Larry Pleasant and Maryann Wahmann reflect on what they have learned since their neuroendocrine tumor diagnoses and remark on the importance of patient advocacy and education.
PUBLISHED October 27, 2017
Shubham Pant, MD: Maryann, you talk to a lot of patients. Do you think they are aware of all the treatment options, or do you feel like you have to educate them quite a lot, at least in the beginning?
Maryann Wahmann: I think that they still need a lot of education out there. There’s still a lot of unknown for the patients. And if they’re using a local doctor, a local GI doctor, they might not have all the updated information of which scans to have done and which tests need to be done, what blood work and stuff like that. So, yes, the patients usually are the ones who bring them back the information. We send out the information packet and a lot of times they’ll call us up and say, “Can you send us another one? I brought it to the doctor and he’s very interested in the information you sent.” So, we’ll send them out to the doctors’ offices as well.

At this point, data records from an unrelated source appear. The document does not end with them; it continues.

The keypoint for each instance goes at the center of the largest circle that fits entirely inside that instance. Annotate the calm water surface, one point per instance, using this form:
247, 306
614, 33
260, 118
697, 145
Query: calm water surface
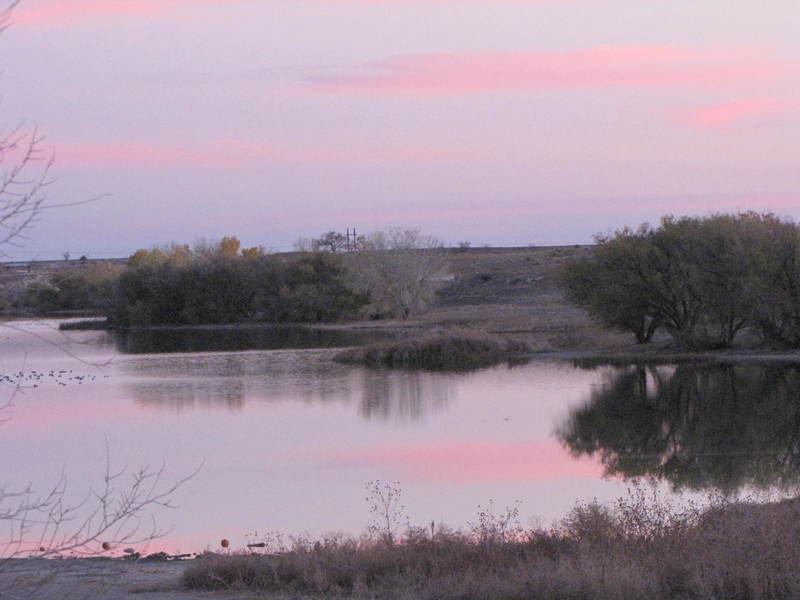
288, 439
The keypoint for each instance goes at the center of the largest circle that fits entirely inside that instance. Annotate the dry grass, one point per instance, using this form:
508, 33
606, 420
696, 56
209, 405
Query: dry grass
452, 351
637, 549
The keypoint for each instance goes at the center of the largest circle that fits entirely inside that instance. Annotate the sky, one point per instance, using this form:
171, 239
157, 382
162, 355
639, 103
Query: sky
498, 122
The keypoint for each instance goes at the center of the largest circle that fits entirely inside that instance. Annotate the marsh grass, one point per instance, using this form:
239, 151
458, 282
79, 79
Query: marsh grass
639, 548
454, 351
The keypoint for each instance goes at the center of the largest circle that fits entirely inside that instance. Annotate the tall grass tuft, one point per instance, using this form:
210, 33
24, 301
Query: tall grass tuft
637, 549
449, 351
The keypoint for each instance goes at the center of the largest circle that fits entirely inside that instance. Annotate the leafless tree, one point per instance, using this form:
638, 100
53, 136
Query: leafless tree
51, 522
401, 269
25, 165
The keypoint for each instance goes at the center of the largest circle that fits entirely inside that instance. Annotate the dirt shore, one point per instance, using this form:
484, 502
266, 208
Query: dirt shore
99, 579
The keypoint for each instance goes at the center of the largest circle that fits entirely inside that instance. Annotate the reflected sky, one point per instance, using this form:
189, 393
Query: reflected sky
288, 438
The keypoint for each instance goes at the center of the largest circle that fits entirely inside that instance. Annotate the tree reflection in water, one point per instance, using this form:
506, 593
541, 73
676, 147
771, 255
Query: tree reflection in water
230, 380
706, 426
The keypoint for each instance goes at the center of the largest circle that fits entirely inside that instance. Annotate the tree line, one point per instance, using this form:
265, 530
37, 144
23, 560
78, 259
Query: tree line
393, 274
703, 280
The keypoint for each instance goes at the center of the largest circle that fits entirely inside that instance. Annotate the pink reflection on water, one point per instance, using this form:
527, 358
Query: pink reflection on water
469, 462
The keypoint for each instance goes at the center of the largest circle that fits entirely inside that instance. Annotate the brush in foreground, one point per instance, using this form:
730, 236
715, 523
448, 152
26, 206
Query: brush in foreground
449, 351
636, 550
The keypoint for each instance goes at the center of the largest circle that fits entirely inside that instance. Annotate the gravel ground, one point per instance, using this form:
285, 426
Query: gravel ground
99, 579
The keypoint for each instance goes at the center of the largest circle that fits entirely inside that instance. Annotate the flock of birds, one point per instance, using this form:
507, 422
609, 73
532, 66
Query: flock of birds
34, 378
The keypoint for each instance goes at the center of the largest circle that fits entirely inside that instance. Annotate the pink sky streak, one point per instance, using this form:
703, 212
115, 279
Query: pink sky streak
598, 67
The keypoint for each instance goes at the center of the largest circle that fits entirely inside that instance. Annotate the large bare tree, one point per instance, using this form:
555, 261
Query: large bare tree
401, 269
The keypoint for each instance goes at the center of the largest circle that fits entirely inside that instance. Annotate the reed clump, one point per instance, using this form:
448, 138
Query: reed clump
636, 549
454, 351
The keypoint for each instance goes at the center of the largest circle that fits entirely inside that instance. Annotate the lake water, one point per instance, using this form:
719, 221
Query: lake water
286, 439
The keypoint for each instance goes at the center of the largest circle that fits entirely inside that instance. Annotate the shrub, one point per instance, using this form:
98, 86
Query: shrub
451, 351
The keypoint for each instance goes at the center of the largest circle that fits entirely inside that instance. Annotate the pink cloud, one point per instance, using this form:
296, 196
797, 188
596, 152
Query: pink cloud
470, 462
599, 67
742, 111
237, 154
59, 13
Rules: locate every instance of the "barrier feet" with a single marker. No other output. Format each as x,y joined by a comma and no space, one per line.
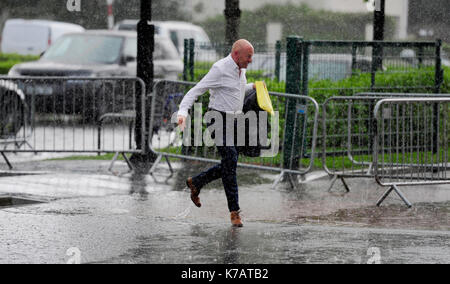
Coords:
399,193
281,177
130,166
333,181
7,161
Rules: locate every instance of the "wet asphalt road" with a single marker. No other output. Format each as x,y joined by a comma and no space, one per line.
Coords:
133,219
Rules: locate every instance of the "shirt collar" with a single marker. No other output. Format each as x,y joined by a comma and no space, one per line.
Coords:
232,62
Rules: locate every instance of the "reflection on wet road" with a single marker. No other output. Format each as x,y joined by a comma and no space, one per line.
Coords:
132,219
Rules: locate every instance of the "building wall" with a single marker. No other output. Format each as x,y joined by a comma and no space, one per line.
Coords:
396,8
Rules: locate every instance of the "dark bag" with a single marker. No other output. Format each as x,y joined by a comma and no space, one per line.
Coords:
251,104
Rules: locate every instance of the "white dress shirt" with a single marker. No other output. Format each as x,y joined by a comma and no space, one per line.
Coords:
227,85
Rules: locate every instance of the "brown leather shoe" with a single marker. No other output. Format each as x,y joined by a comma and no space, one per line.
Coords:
194,193
236,219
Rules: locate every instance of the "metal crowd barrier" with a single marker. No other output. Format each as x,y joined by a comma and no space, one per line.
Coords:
167,141
15,118
411,143
348,134
77,114
347,141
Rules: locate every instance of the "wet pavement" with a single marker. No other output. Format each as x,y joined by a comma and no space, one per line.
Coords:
130,218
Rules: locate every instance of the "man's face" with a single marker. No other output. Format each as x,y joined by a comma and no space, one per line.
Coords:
245,56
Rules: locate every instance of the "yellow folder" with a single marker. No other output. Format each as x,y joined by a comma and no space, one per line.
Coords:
263,97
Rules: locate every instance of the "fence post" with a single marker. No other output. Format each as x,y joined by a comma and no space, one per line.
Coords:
277,60
420,56
191,58
185,59
293,81
439,77
354,51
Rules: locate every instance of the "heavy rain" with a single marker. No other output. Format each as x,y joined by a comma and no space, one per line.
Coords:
224,132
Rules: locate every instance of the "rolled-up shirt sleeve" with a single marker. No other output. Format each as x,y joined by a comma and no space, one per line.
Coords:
211,80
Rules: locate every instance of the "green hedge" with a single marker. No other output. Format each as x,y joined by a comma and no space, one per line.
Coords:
7,61
411,80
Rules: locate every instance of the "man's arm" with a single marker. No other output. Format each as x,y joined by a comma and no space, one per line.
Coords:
212,80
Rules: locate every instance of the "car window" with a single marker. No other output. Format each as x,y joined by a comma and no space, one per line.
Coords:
130,48
174,38
164,50
86,49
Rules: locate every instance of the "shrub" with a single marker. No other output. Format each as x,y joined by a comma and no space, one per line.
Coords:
7,61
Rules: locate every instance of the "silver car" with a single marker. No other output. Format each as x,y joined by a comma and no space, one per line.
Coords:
101,54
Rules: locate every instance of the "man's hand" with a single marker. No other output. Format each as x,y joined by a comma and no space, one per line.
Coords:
182,122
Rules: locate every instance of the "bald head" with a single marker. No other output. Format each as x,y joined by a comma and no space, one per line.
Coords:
242,53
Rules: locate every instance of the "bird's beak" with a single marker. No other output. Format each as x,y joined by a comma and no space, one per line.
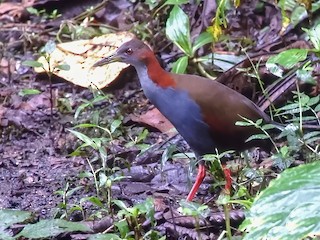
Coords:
112,58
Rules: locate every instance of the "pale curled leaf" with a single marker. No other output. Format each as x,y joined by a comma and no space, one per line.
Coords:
180,65
178,30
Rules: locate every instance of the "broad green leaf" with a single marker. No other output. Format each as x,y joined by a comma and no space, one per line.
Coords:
287,59
243,124
289,208
193,209
306,76
314,35
32,63
107,236
203,39
180,65
28,91
178,30
51,228
64,67
176,2
257,136
223,61
49,47
87,140
297,15
114,125
96,201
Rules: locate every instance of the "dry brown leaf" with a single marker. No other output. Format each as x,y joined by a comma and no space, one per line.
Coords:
155,119
82,54
14,9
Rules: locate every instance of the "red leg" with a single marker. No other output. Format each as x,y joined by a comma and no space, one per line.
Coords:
199,179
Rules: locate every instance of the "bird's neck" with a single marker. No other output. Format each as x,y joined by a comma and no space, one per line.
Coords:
151,69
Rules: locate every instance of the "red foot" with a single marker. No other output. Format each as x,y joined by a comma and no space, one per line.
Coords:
200,176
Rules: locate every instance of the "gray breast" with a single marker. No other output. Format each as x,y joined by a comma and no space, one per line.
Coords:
182,111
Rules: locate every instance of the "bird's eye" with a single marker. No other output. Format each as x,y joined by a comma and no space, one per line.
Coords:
129,51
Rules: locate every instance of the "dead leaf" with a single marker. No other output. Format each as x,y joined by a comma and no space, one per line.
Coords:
155,119
14,9
82,54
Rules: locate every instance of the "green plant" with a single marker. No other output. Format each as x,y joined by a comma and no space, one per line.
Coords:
288,208
43,14
46,52
65,206
178,31
132,218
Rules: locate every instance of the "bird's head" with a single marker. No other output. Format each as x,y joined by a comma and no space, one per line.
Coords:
133,52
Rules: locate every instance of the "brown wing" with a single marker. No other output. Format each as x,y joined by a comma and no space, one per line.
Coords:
221,108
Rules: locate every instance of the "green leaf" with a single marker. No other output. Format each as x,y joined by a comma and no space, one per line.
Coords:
180,65
287,59
176,2
193,209
9,217
51,228
49,47
178,30
114,125
289,208
314,34
203,39
32,63
87,140
28,91
223,61
100,236
96,201
243,124
64,67
306,76
257,136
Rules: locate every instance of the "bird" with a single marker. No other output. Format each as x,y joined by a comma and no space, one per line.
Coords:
203,111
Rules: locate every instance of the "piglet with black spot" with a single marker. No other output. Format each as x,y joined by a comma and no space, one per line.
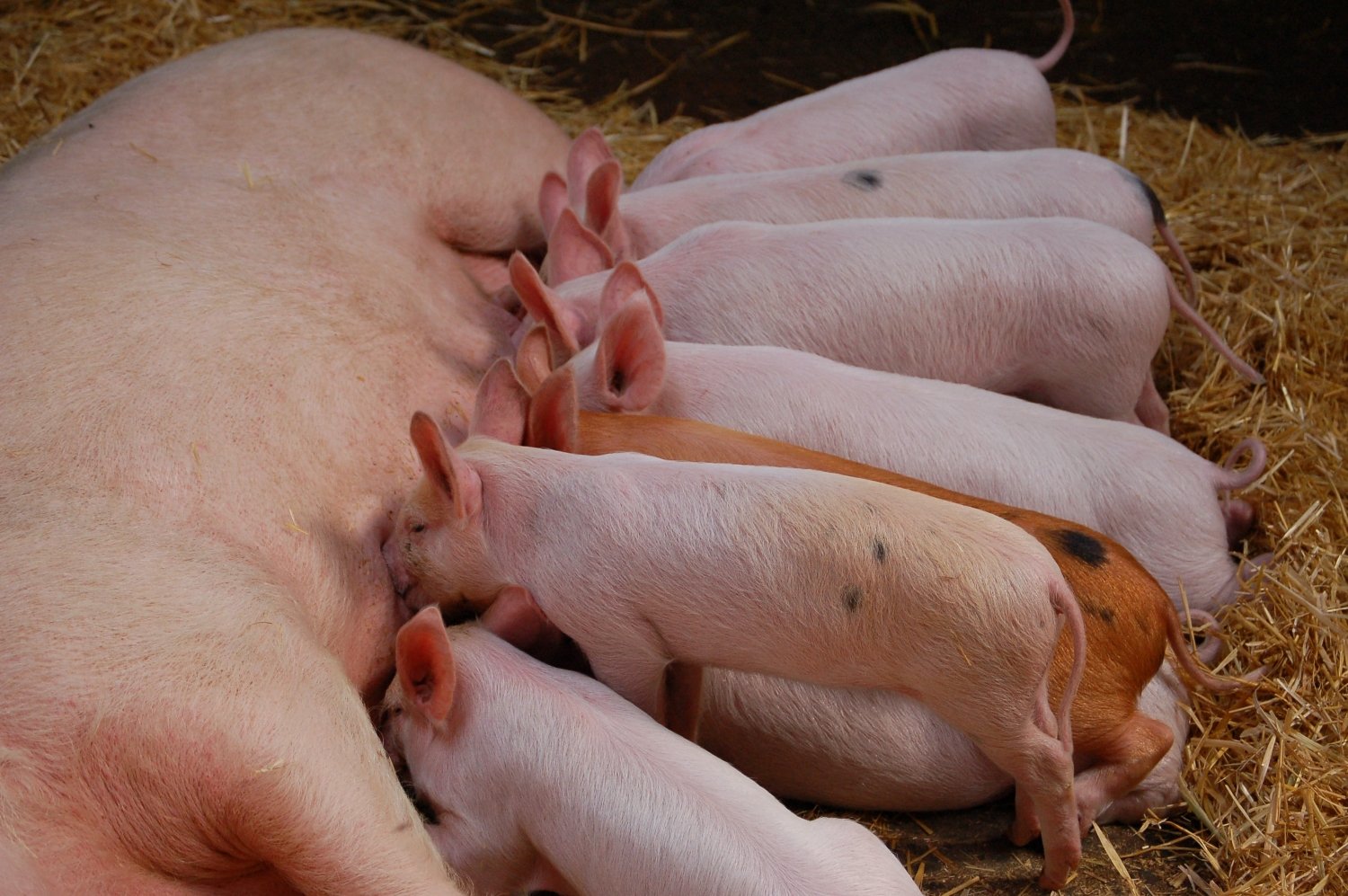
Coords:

Shubham Pant, MD: That’s very interesting. So, Larry, tell me, what advice do you have for patients who are trying to manage their diseases since you’ve been managing it for now six years? We need some advice here.
Larry Pleasant: Well, obviously don’t get it on the first place.
Shubham Pant, MD: I don’t think that’s a choice, unfortunately.
Larry Pleasant: That would be my best advice. But recognize as early as you can after the diagnosis that it isn’t a death sentence, that it isn’t something that has to change the character of your life traumatically for the rest of it. Because it really doesn’t, at least in my experience. If you manage it properly, if you have very good medical care, if you follow the care and follow the treatment plans and do you part as a patient, then I’m optimistic about living a long, fruitful life with a disease. And it sounds as if Maryann is, too.
Maryann Wahmann: Yes.
Shubham Pant, MD: Maryann, you’ve given advice to a lot of patients. So, what is your main advice that you think is really important for patients to know for trying to manage their disease? What do you tell them?
Maryann Wahmann: The first thing you tell them is to take a deep breath, because I think everybody goes into a complete panic.
Shubham Pant, MD: Is this the same for caregivers also?
Maryann Wahmann: Absolutely. Take a deep breath and just relax, because the more stress that you get, the more you’re going to have syndrome. So, we encourage them to relax. But we tell them, you need to find the right doctor for you. Not every doctor is the correct doctor for you, you need to find the right doctor. You need to find the right treatment and follow your treatment plan, making sure you get your colonoscopies, whatever you need to get done. Make sure you go and have your blood work done. Make sure you follow a plan. And with you following a plan and reaching out and getting support, you can survive. And it’s not even surviving, you live with this, you live with this disease. And you can live a good quality of life if you take care of yourself. And if you’re not feeling good, take the time to rest, but don’t stay in bed and lay around. Get up every day, get dressed, and try to be productive. Because if you lay down and you let this disease take over, those are the patients I see that lose their lives earlier, because they don’t want to fight. You need to get up and fight.
Shubham Pant, MD: Amazing. Dr. Morse, I’ll give you the last word here. For the patients out there, it’s a unique disease and you treat this unique disease. So, what do you think you would tell the patients out there?
Michael A. Morse, MD: Well, we’ve actually heard that more eloquently than I can say it, but I’ll repeat what has been said, which is, it’s important for people to be educated about the disease to find the highest quality information, to bring that information to their other healthcare providers, and to stay up on the developments. Cancer therapies, in general, their development is accelerating and treatments that weren’t available even last year are, of course, available now. We’ll have some others available in the new year.
Shubham Pant, MD: Happy New Year.
Michael A. Morse, MD: Yes. We talked earlier about the lutetium-177 DOTATATE that we hope will be available as a therapy in the new year. This year we saw Xermelo, or telotristat—which you started taking and you started taking this year as well—that helped with the diarrhea. And if you read about things from the past, it doesn’t mean what the future is going to be like. You read that the survivals were five years or less, that was really based on old data. It has continued to improve and it will continue to improve. So, whatever you hear and read about today, it will be better as long you can keep yourself in good shape, and there will be other options coming down the line to help stay in good shape for as long as possible.
Shubham Pant, MD: So, educate, educate, educate, and advocate, right?
Maryann Wahmann: Educate and advocate, absolutely.
Shubham Pant, MD: OK. This has been a great discussion for the management of carcinoid tumors. Thank you, Dr. Morse, Larry, and Maryann for joining us today and providing your perspectives. And to our viewers here at CURE Connections®, thank you for watching. Thank you.